What Easter Monday's papers say

Turkish referendum victory; Glen investigation; Ulster Bank rate cut

17th April, 2017
The main headlines from today's newspapers


- The Irish Times leads with the unexpectedly narrow victory for Turkish President Recep Tayyip Erdogan in yesterday's constitutional referendum vote in Turkey, which introduces sweeping new powers for the presidency. The yes campaign claimed 51.3 per cent of the vote, but the three largest cities in the country – Istanbul, Ankara and Izmir – voted no. The result has been called into question by those on the no side, who have said that they will call for a recount.

- The paper says that, in a report to the European Union, the government has warned of the "unprecedented" challenges that Britain's decision to leave the EU poses for peace and prosperity in Ireland.

- In business, the Irish Times reports on the stock and renumeration earned by the two founding directors of Cairn Homes in 2016, which it says amounted to €14.2 million. Last year was the company's first full year as a publicly quoted company.

- The paper also reports on the Charities Regulator's investigation into the finances of the Gay and Lesbian Equality Network (Glen), a high-profile advocacy group – yesterday's front page story in the Sunday Business Post.

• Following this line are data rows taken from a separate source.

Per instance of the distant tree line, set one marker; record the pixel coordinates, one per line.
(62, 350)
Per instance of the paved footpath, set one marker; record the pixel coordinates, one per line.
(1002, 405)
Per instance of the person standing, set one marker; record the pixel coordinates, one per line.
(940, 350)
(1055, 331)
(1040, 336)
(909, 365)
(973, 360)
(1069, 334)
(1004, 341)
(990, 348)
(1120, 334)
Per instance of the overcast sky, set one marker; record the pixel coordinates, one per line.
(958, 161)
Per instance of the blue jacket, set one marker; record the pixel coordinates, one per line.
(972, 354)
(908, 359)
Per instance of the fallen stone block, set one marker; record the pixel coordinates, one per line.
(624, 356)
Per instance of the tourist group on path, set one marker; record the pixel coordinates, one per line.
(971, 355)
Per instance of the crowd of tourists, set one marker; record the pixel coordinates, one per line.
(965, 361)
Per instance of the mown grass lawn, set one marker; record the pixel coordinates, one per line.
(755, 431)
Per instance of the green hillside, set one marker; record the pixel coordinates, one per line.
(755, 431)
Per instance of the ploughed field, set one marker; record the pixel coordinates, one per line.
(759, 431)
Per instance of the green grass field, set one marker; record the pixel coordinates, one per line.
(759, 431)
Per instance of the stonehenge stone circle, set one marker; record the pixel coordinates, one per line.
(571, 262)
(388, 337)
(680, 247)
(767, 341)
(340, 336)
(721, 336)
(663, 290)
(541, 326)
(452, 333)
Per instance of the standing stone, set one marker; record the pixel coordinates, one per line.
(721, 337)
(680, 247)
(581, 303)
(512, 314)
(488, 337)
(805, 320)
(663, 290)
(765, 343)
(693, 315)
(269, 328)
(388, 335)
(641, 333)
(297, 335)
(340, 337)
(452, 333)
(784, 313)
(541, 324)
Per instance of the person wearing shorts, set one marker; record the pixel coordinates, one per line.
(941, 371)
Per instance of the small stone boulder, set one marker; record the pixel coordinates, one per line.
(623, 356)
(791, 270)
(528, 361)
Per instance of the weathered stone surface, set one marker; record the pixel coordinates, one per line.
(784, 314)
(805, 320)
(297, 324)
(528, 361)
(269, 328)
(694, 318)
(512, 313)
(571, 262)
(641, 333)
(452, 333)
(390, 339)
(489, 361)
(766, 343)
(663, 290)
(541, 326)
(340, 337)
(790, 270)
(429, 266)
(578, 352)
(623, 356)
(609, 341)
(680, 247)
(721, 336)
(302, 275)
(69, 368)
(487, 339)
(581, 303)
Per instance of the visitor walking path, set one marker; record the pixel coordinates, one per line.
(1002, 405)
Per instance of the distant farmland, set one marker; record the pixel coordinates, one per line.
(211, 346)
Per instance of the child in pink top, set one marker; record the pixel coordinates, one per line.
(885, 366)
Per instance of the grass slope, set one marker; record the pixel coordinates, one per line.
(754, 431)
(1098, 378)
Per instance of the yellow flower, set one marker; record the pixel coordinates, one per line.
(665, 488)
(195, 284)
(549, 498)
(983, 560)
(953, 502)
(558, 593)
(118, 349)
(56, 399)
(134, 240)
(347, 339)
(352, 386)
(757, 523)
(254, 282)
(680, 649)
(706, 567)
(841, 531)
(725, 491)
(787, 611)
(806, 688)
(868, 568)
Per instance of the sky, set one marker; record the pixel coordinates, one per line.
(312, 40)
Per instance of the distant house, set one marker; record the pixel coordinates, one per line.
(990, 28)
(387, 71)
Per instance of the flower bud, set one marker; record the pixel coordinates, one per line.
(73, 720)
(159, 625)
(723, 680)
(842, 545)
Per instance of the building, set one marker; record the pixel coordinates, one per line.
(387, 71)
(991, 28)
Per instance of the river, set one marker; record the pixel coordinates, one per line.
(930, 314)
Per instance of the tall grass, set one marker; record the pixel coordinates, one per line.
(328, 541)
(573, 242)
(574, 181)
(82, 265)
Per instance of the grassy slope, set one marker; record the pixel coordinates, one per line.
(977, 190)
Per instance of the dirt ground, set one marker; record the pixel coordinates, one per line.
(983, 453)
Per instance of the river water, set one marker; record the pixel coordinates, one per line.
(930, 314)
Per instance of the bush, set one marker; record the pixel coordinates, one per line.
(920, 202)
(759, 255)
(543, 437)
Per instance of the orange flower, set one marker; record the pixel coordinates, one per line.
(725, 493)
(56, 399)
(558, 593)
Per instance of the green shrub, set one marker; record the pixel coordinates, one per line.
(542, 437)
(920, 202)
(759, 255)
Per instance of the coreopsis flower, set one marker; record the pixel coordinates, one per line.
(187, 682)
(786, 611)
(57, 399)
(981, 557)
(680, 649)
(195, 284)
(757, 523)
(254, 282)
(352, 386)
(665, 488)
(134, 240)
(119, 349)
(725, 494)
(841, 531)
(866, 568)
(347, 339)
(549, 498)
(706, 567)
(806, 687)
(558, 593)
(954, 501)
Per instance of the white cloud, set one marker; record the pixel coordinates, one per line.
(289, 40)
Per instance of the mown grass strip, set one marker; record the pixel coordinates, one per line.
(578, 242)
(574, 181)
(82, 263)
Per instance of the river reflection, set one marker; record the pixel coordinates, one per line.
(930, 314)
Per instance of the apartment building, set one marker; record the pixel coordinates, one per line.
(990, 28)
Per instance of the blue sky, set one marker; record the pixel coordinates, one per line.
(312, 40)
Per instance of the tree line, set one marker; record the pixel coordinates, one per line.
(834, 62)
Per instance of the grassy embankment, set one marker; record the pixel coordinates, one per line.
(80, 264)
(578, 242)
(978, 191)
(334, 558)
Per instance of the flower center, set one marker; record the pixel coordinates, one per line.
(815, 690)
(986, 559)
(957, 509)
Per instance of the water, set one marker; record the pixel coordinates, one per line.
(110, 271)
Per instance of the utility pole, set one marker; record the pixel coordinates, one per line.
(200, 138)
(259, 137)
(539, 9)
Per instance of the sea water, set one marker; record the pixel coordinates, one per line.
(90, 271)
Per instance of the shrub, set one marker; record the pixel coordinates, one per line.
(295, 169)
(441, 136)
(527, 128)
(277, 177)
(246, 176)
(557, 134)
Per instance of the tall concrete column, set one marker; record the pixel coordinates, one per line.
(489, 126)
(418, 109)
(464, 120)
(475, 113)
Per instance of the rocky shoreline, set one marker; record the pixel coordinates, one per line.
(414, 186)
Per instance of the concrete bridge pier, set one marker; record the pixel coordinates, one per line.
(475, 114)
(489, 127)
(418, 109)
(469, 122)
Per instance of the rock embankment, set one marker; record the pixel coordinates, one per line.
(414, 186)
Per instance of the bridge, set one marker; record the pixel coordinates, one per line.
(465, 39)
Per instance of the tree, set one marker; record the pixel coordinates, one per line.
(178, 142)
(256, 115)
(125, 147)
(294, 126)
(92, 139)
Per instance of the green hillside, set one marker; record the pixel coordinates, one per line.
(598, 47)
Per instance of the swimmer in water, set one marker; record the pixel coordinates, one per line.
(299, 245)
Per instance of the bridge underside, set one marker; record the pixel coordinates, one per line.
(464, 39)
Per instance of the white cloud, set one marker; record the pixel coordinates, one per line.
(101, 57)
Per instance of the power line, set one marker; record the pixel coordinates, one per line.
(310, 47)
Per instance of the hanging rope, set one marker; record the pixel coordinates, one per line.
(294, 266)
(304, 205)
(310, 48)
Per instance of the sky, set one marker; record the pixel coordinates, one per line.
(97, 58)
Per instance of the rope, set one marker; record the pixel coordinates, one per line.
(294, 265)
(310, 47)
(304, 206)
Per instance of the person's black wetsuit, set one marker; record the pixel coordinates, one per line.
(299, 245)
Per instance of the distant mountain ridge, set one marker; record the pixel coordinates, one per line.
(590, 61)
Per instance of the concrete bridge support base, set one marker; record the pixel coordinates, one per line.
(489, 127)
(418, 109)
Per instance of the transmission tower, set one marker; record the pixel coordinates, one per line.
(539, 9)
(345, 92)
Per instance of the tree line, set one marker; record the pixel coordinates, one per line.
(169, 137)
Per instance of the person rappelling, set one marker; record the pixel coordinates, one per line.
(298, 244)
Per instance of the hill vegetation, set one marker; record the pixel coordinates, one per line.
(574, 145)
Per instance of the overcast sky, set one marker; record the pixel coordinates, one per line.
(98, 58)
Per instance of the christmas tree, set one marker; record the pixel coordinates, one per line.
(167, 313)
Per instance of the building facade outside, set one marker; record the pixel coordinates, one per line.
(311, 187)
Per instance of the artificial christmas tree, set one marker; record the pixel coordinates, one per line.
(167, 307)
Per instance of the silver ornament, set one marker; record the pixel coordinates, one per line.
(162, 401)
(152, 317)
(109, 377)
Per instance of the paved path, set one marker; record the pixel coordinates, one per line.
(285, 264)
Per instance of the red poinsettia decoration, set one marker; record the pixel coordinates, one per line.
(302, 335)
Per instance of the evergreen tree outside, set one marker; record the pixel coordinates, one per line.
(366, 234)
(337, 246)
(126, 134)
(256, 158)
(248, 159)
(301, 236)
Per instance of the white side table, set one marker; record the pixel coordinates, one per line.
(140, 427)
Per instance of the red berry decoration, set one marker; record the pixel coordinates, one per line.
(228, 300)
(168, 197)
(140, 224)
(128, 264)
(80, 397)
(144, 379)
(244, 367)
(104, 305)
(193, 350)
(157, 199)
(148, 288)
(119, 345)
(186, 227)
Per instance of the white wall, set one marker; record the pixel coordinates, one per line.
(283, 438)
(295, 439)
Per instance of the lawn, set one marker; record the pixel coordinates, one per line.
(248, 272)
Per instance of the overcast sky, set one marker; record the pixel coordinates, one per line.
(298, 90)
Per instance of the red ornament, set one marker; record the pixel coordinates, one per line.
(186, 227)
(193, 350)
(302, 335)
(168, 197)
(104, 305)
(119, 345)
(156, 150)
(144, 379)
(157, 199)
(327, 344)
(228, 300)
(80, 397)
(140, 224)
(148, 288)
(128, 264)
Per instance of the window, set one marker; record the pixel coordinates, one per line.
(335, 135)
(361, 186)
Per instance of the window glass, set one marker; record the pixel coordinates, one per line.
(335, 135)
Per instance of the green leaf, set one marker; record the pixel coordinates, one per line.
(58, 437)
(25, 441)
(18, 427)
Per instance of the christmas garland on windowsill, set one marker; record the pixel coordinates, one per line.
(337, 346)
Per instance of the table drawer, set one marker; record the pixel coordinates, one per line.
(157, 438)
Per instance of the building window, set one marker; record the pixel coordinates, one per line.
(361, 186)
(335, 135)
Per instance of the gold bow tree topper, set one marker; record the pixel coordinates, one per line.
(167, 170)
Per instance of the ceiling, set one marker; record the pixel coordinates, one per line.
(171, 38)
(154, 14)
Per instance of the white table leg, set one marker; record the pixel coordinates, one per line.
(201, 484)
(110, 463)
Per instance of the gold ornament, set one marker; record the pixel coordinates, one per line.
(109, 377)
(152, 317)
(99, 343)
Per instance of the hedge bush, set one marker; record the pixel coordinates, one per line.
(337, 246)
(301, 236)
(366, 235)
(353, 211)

- The Financial Times leads with comments from United States commerce secretary Wilbur Ross, who has called "rubbish" warnings about US protectionism from International Monetary Fund chief Christine Lagarde. The paper quotes him as saying that the US is the "least protectionist of the major areas". "We are far less protectionist than Europe," he said.

- The paper also reports on the narrow referendum victory for Erdogan in Turkey, as well as signals from US President Donald Trump's administration that it would hold back from any immediate military or diplomatic responses to North Korea's failed missile test.

- In a move that will "cause astonishment" in EU capitals, Britain will fight to keep two of the EU's most prestigious agencies post Brexit, the paper says. David Davis, Britain's Brexit secretary, does not accept that the European Banking Authority or the European Medicines Agency would have to move from London's Canary Wharf after his country leaves the bloc, the paper says.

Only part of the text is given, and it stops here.